Polyglots are files that contain two distinct file formats that can be interpreted and executed as more than one file type, depending on the application reading/opening them.

For example, the malicious documents in this campaign are a combination of PDF and Word documents, which can be opened as either file format.

Typically, threat actors use polyglots to evade detection or confuse analysis tools, as these files may appear innocuous in one format while hiding malicious code in the other.

In this case, the PDF document contains a Word document with a VBS macro to download and install an MSI malware file if opened as a .doc file in Microsoft Office. However, the Japan CERT did not share any details as to what type of malware is installed.

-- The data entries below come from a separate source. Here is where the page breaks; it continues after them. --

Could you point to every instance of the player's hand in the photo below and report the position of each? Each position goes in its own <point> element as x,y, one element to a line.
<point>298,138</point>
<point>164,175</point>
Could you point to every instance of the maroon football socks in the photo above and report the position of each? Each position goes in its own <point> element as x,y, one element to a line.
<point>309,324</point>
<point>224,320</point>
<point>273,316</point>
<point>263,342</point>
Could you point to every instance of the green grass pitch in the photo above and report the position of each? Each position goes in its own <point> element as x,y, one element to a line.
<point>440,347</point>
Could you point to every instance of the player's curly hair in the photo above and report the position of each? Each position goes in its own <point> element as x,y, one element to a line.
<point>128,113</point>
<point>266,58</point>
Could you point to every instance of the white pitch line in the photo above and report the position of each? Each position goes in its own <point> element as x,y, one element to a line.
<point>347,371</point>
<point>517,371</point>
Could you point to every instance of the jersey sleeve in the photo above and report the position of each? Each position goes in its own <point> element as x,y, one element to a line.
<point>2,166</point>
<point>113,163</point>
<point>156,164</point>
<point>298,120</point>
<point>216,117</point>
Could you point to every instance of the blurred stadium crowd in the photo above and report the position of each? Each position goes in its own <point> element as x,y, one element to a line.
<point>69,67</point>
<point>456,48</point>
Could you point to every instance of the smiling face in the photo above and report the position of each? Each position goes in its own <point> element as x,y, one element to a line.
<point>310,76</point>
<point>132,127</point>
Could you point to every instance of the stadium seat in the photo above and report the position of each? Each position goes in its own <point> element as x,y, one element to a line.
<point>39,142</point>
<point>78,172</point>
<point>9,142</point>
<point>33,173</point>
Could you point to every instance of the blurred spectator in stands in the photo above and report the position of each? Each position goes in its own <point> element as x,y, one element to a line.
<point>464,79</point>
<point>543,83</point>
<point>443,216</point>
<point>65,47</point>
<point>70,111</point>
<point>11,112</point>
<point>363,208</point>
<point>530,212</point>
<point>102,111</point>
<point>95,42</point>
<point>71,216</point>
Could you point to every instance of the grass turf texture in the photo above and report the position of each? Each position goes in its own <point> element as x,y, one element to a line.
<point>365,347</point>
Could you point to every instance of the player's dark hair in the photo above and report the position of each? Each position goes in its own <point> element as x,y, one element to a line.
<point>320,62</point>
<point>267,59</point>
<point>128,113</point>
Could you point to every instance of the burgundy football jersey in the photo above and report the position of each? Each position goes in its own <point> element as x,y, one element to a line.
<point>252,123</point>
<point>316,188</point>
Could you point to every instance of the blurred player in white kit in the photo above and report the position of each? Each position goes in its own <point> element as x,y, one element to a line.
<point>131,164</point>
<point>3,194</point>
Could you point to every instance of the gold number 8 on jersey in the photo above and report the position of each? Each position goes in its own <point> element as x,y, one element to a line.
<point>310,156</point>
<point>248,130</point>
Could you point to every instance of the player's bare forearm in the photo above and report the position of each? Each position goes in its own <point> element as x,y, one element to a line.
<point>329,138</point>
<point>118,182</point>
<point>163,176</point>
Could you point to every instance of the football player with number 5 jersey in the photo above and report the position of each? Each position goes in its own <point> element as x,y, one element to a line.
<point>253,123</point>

Dump view of the malicious file
Dump view of the malicious file (JPCERT)

However, it should be noted that MalDoc in PDF does not bypass security settings that disable auto-execution of macros on Microsoft Office, so these are still adequate protections that users need to manually disable by either clicking on the corresponding button or unblocking the file.

JPCERT released the following video on YouTube to demonstrate how MalDoc in PDF files appears and works on Windows.

Although embedding one file type within another isn’t new, as attackers deploying polyglot files to evade detection has been well documented, the specific technique is novel, says JPCERT.

The main advantage of MalDoc in PDF for attackers is the ability to evade detection by traditional PDF analysis tools like ‘pdfid’ or other automated analysis tools that will only examine the outer layer of the file, which is a legitimate PDF structure.

However, JPCERT says other analysis tools like ‘OLEVBA’ can still detect the malicious content hiding inside the polyglot, so multi-layered defenses and rich detection sets should be effective against this threat.

OLEVBA scan results
OLEVBA scan results (JPCERT)

The cybersecurity agency also shared a Yara rule to help researchers and defenders identify files using the ‘MalDoc in PDF’ technique.

The rule checks if a file starts with a PDF signature and contains patterns indicative of a Word document, Excel workbook, or an MHT file, which aligns with the evasion technique JPCERT spotted in the wild.